Tetapi ketika kita menjalani pengalaman traumatis (merugikan atau sangat sulit), otak kita tidak dapat memprosesnya dengan cara yang sehat; Jadi, informasi yang berasal dari pengalaman itu "dirangkum", ingatan itu tetap utuh, dengan banyak beban somatik dan emosional.
Ingatan yang tidak diproses dengan benar ini disebut ingatan patogen. Dan inilah yang menimbulkan gejala seperti depresi, kecemasan, serangan panik, kecanduan, disregulasi emosional, dll.
Mari kita buat perumpamaan dengan sistem pencernaan kita. Saat kita makan, sistem pencernaan kita memproses apa yang kita makan, menyimpan apa yang berguna bagi kita untuk memberi kita energi dan memelihara kita serta membuang apa yang tidak berguna bagi kita. Tapi apa yang terjadi jika kita makan sesuatu yang basi atau terlalu banyak lemak atau bumbu? Perut kita mungkin meradang, sakit atau bahkan muntah atau diare.
Hal yang sama terjadi dengan pemrosesan informasi kita yang berasal dari pengalaman yang kita jalani. Pemrosesan yang sehat adalah yang membuat kita membantu kita membuat keputusan yang lebih baik dan membuang apa yang tidak perlu
Bagaimana saya tahu jika saya mengalami trauma emosional?
Ketika trauma emosional terjadi, pemrosesan itu tidak lengkap, dan informasi emosional tidak sesuai dengan sistem kita sebagaimana mestinya. Dan saat itulah konsekuensi terjadi yang tidak memungkinkan kita untuk menjalani hidup kita bersama kepenuhan, menanggapi secara tidak tepat rangsangan yang memicu ingatan akan peristiwa tersebut traumatis.
Di sini saya merinci beberapa gejala yang mungkin berasal dari keadaan trauma emosional.
- Kesulitan merasa aman atau terjamin, mempercayai orang lain, dan membangun hubungan yang berarti.
- Kesulitan mengatur emosi dan impuls Anda. Misalnya sering marah-marah.

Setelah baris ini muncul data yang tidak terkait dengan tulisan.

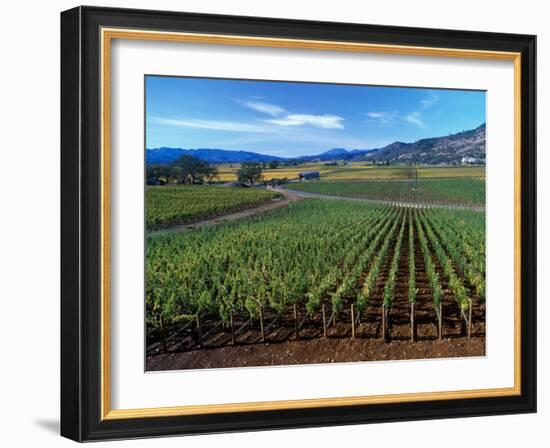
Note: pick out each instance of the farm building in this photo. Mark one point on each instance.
(309, 175)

- Beralih ke alkohol, obat-obatan, makanan berlebihan, perjudian kompulsif (atau video game) saat terjadi emosi yang intens.
- Terlibat dalam perilaku berisiko, misalnya mengemudi di bawah pengaruh alkohol atau obat-obatan, atau perilaku seksual yang tidak aman.

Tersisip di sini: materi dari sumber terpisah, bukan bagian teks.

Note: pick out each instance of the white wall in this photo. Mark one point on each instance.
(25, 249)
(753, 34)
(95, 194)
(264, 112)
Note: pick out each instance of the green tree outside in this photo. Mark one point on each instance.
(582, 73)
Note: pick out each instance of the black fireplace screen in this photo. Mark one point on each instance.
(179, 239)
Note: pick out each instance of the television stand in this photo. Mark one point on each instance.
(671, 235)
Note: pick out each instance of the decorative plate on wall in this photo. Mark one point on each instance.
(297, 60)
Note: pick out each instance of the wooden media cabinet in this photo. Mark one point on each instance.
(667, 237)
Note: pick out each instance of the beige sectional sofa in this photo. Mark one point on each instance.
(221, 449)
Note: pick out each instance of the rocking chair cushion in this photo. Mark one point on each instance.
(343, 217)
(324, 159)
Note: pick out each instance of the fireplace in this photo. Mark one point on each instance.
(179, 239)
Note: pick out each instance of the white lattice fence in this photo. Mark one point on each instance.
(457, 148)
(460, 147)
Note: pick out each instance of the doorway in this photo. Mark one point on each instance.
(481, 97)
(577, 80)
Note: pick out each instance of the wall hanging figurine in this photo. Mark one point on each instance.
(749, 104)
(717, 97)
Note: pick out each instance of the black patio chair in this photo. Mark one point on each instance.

- Hadirkan depresi, kecemasan, atau serangan panik.
Harapan untuk mengatasi masalah ini
Kabar baiknya adalah itu Manusia tidak statis, kita terus berubah..
Setiap hari kita mempelajari hal-hal baru, kita bertemu orang-orang yang membuat kita merasa dicintai dan aman, dan kita mendapatkan pengalaman yang menyenangkan.
Bukti ilmiah terkini mendukung bahwa terapi seperti EMDR Therapy (Trauma Reprocessing Therapy) dan Terapi Kognitif-Perilaku yang Berfokus pada Trauma dapat sangat membantu dalam mengurangi penderitaan yang disebabkan oleh trauma. trauma.
Dalam pengobatan penderitaan emosional, Anda tidak sendiri, Anda tidak sendiri. Ingatlah bahwa selalu mungkin untuk meminta bantuan.
Saya akan meninggalkan Anda dengan ungkapan dari Judith Herman, seorang psikiater Amerika yang berspesialisasi dalam trauma yang sangat saya sukai, karena menyentuh pentingnya hubungan antarmanusia untuk pemulihan.
"Pemulihan trauma hanya dapat terjadi dalam konteks hubungan interpersonal, tidak dapat terjadi secara terpisah".